Kann ich im Höllental baden?
Das türkisfarbene Wasser der Schwarza im Höllental sieht zwar verlockend aus, aber Baden ist hier nur eingeschränkt zu empfehlen. Das Wasser ist eiskalt, da es direkt aus den Bergquellen stammt, und die Strömung kann an manchen Stellen kräftig sein. Außerdem dient das Gebiet der Trinkwasserversorgung Wiens, weshalb der Gewässerschutz hohe Priorität hat.
An heißen Sommertagen kühlen sich viele Wanderer dennoch die Füße im klaren Wasser ab, was eine herrliche Erfrischung ist. Vom ausgiebigen Schwimmen solltest du jedoch absehen und die Natur respektieren. Halte dich an Hinweisschilder und genieße die Schlucht lieber als landschaftliches Naturschauspiel.
Sind die Wanderwege gut markiert?
Ja, das Rax-Schneeberg-Gebiet verfügt über eines der bestausgebauten und am besten markierten Wegenetze Österreichs. Das verdankt es seiner langen alpinen Tradition seit dem 19. Jahrhundert. Die Wege sind mit den typischen rot-weiß-roten Markierungen versehen, an Kreuzungen findest du Wegweiser mit Zeitangaben und Zielen.
Dennoch empfiehlt es sich, eine aktuelle Wanderkarte oder eine Wander-App mitzuführen, besonders auf den weitläufigen Plateaus, wo bei Nebel die Orientierung schwierig werden kann. Die Plateaus wirken bei schlechter Sicht schnell unübersichtlich. Verlasse dich nicht allein auf das Handy, sondern habe immer eine Karte als Backup dabei.
Was kostet die Fahrt mit Seilbahn und Zahnradbahn?
Die genauen Preise variieren je nach Saison und werden regelmäßig angepasst, daher lohnt ein Blick auf die offiziellen Websites der Betreiber. Grob musst du für eine Berg- und Talfahrt mit der Raxseilbahn oder der Schneebergbahn mit einem zweistelligen Eurobetrag pro Person rechnen.
Es gibt häufig Familientarife, Kombitickets und ermäßigte Preise für einfache Fahrten. Viele Wanderer fahren etwa mit der Seilbahn hinauf und steigen zu Fuß ab, um Geld und ein intensiveres Naturerlebnis zu kombinieren.

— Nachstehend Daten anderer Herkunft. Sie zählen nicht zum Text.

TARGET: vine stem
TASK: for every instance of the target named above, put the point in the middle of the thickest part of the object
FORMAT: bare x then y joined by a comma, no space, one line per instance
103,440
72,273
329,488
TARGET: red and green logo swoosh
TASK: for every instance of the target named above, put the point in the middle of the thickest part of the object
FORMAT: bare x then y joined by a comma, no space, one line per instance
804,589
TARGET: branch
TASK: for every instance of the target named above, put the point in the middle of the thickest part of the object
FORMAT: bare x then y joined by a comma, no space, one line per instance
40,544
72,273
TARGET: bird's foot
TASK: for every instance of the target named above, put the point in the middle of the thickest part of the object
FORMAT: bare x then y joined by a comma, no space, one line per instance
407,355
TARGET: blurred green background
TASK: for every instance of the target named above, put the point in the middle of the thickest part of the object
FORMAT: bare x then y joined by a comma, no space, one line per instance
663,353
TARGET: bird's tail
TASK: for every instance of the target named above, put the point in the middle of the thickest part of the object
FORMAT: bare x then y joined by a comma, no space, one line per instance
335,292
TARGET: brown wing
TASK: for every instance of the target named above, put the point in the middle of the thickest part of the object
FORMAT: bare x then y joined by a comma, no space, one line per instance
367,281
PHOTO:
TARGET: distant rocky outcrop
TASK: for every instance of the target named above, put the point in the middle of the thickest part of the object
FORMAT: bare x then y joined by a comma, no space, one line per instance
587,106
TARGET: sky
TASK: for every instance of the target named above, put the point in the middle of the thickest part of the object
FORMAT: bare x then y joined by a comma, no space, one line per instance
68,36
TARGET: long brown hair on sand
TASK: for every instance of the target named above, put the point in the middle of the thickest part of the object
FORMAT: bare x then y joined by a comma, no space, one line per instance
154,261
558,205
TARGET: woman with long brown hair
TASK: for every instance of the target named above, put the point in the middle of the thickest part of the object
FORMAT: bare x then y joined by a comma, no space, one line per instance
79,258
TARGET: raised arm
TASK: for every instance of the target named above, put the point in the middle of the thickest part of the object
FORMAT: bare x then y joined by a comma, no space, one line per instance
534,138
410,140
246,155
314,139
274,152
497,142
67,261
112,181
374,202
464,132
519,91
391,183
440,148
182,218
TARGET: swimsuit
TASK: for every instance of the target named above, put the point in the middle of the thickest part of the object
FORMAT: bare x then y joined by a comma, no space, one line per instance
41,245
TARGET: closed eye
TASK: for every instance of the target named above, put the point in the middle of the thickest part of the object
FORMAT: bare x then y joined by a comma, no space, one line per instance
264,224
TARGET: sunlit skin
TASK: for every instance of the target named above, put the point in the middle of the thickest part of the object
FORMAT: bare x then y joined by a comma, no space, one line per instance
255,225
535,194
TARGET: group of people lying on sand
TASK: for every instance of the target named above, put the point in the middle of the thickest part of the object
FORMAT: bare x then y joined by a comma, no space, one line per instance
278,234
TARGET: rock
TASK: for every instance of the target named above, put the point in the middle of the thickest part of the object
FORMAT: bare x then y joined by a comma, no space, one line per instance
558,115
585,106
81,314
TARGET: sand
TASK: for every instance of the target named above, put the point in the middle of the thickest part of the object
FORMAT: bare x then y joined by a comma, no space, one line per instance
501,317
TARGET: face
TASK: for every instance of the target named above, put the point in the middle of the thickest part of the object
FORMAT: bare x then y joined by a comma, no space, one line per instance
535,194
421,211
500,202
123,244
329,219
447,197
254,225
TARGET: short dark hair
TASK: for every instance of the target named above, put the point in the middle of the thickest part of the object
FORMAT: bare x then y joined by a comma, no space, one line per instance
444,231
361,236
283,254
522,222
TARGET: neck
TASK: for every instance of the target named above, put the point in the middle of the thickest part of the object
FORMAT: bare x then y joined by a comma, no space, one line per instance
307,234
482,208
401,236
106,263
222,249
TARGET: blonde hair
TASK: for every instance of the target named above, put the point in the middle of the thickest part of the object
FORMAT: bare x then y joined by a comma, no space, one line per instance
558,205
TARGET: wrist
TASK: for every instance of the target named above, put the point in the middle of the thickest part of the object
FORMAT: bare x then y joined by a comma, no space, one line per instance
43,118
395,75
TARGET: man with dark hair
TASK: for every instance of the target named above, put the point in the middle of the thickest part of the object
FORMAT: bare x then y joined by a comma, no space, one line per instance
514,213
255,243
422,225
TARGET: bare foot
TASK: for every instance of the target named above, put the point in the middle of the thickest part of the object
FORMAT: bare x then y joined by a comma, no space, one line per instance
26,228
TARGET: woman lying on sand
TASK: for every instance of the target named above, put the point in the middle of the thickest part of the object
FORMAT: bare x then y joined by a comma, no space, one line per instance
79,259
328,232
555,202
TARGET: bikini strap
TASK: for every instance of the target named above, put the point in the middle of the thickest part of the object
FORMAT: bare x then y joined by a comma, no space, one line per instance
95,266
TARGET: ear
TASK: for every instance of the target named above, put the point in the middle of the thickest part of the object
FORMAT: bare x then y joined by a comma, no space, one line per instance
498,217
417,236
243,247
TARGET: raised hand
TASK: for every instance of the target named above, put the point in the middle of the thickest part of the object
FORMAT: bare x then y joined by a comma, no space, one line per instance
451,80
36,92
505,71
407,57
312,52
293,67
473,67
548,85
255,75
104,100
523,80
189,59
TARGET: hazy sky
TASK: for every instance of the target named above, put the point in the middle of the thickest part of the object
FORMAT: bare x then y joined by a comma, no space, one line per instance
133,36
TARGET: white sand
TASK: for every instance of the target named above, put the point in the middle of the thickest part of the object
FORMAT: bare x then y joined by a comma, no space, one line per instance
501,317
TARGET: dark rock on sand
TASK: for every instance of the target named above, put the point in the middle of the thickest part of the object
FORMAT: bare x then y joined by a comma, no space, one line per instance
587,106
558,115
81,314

Die historische Salamander-Zahnradbahn auf den Schneeberg ist dabei nicht nur Transportmittel, sondern selbst schon ein Erlebnis und absolut empfehlenswert.
Gibt es geführte Wanderungen in der Region?
Ja, im Rax-Schneeberg-Gebiet werden zahlreiche geführte Touren angeboten, von gemütlichen Themenwanderungen bis hin zu geführten Klettersteig-Touren mit Bergführer. Gerade für Einsteiger, die sich an einen Klettersteig wagen möchten, ist eine geführte Tour eine sichere und lehrreiche Möglichkeit.
Lokale Tourismusbüros in Reichenau, Payerbach und Puchberg sowie alpine Vereine vermitteln entsprechende Angebote. Auch Hütten organisieren manchmal Wanderungen, etwa zu Sonnenaufgangstouren. Eine geführte Tour lohnt sich besonders, wenn du die Region noch nicht kennst, da die Guides oft spannende Geschichten zur Natur, Geologie und Geschichte des Gebiets erzählen.